What is the difference between DeFi and open banking?
Essentially, the operations of these companies are not controlled by the institution and its employees – instead, the rules are written in code (or smart contract, as mentioned above). Once a smart contract is deployed on the blockchain, DeFi decentralized apps can run on their own with little or no human intervention (although in practice, developers often maintain decentralized apps with updates or bug fixes.).
The code is transparent on the blockchain, so anyone can audit. This creates a different kind of trust among users since everyone has the opportunity to understand the specifics of the contract or find errors. Any transactional activity is also available to everyone. While this can cause privacy issues, transactions are pseudonymous by default, which means they are not directly related to your real identity.
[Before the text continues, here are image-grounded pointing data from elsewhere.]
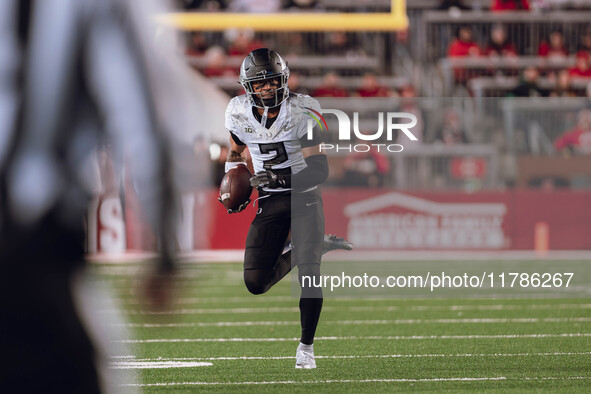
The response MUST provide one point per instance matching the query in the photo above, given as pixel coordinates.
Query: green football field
(221, 338)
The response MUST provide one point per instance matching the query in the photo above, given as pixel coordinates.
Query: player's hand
(266, 179)
(241, 208)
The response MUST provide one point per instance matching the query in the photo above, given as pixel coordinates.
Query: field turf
(220, 338)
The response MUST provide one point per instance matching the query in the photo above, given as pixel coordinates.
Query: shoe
(332, 242)
(305, 359)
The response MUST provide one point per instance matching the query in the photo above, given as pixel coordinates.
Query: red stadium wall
(375, 219)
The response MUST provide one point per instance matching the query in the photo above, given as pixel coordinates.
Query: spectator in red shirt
(509, 5)
(585, 45)
(242, 42)
(577, 140)
(582, 68)
(563, 86)
(499, 44)
(451, 131)
(464, 45)
(330, 87)
(217, 65)
(370, 87)
(197, 45)
(554, 47)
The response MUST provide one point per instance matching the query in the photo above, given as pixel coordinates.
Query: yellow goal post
(396, 19)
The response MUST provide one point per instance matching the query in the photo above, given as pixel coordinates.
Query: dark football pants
(264, 263)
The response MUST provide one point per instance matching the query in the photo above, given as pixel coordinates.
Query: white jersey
(278, 147)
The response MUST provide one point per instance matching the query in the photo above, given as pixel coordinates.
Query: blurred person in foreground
(576, 141)
(74, 73)
(528, 85)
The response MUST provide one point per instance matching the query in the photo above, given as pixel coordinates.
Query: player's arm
(235, 157)
(314, 174)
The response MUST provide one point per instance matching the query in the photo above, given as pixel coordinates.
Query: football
(235, 188)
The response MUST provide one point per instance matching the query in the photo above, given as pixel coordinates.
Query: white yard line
(390, 338)
(158, 364)
(200, 311)
(364, 322)
(318, 382)
(428, 380)
(364, 356)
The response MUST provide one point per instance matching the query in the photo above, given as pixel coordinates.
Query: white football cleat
(305, 357)
(332, 242)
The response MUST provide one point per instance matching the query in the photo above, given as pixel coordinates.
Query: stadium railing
(526, 29)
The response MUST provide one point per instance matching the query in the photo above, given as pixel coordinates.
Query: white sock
(306, 348)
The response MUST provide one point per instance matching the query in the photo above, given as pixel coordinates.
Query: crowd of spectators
(559, 44)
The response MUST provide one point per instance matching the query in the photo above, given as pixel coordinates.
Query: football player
(273, 124)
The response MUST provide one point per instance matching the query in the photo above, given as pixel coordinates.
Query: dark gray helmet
(259, 65)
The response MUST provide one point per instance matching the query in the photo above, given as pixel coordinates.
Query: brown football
(235, 188)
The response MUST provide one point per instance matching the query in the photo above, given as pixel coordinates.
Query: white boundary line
(196, 359)
(427, 380)
(237, 255)
(365, 322)
(316, 382)
(198, 311)
(137, 364)
(389, 338)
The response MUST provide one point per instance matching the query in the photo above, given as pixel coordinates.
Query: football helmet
(260, 65)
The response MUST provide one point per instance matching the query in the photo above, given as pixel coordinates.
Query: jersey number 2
(280, 156)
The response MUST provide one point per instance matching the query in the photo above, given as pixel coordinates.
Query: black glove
(241, 208)
(268, 179)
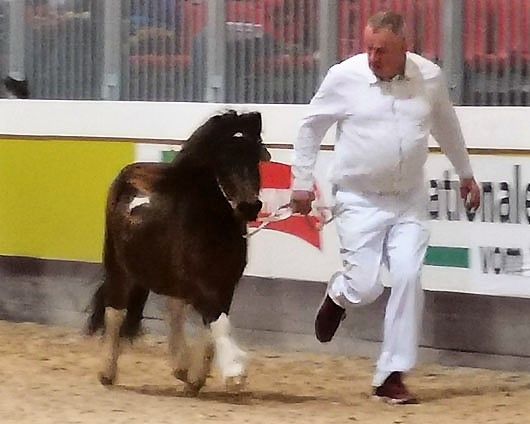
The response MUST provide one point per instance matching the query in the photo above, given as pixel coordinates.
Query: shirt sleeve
(325, 108)
(447, 131)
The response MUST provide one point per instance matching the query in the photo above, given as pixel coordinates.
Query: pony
(179, 230)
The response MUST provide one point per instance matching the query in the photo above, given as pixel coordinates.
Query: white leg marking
(230, 360)
(113, 320)
(138, 201)
(178, 346)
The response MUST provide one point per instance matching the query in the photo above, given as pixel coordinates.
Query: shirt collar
(410, 72)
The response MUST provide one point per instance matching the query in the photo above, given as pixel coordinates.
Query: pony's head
(232, 147)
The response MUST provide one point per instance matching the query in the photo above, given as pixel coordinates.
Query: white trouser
(379, 229)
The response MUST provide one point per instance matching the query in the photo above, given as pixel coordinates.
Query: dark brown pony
(179, 230)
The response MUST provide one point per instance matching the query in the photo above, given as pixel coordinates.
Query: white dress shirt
(382, 127)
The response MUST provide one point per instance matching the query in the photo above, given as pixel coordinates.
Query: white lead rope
(285, 212)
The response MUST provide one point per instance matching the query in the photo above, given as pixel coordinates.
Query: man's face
(386, 52)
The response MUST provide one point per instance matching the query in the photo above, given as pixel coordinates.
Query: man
(385, 103)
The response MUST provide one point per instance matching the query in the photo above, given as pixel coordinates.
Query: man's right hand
(301, 201)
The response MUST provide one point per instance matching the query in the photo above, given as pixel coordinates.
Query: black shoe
(328, 319)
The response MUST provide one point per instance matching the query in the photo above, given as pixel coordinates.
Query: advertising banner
(487, 252)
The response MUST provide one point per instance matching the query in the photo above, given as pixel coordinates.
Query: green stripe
(456, 257)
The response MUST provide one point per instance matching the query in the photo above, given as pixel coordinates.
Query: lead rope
(285, 212)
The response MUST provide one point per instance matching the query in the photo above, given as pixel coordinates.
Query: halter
(285, 212)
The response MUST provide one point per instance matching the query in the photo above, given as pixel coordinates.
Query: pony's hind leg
(230, 360)
(113, 321)
(135, 307)
(178, 346)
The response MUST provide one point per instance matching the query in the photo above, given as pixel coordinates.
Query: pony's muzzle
(249, 211)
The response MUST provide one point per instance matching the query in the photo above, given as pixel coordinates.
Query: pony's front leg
(113, 321)
(189, 364)
(230, 360)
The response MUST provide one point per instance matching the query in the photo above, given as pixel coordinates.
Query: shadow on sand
(241, 398)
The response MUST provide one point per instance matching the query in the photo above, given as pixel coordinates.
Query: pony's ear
(251, 123)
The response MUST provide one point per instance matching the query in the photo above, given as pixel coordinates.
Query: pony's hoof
(236, 384)
(181, 374)
(105, 379)
(193, 389)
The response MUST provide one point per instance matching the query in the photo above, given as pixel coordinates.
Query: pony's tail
(96, 319)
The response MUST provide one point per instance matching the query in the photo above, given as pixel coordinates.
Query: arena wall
(57, 160)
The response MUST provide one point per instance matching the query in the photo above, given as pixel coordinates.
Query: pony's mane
(214, 127)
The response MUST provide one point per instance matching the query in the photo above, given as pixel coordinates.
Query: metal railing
(252, 51)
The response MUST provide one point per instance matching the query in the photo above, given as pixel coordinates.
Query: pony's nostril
(249, 210)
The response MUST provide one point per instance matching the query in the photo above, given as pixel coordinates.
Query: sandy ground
(48, 375)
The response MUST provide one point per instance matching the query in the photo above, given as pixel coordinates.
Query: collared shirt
(382, 127)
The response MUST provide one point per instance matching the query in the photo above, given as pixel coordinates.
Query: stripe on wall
(53, 196)
(456, 257)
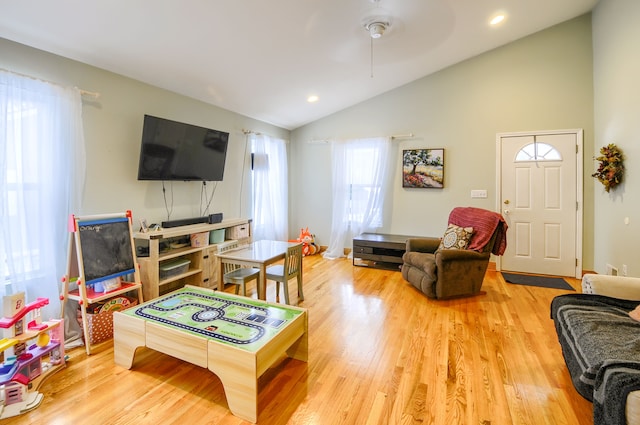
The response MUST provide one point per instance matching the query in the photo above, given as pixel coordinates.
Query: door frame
(579, 133)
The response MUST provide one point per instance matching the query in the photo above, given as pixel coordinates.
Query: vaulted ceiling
(264, 58)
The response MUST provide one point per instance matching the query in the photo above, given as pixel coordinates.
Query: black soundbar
(184, 222)
(215, 218)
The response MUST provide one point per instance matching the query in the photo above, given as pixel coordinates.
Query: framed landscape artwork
(423, 168)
Dapps are built to be global from the start – whether you’re in Texas or Tanzania, you have access to the same DeFi services and networks. Of course, local regulations may apply, but technically most DeFi apps are available to anyone with an internet connection.
“Permissionless” to create, “Permissionless” to participate – anyone can create DeFi Apps, and anyone can use them. Unlike today’s finance, there are no custodians or long-form accounts. Users interact directly with smart contracts from their crypto wallets.
Flexible User Interface – Don’t like the interface with a specific application? No problem – you can use a third-party interface or create your own. Smart contracts are like an open API that anyone can build an application for.
Compatibility – New DeFi apps can be created or compiled by combining other DeFi products like Lego pieces – for example. Stable coins, decentralized exchanges, and prediction markets can all be combined to create entirely new products.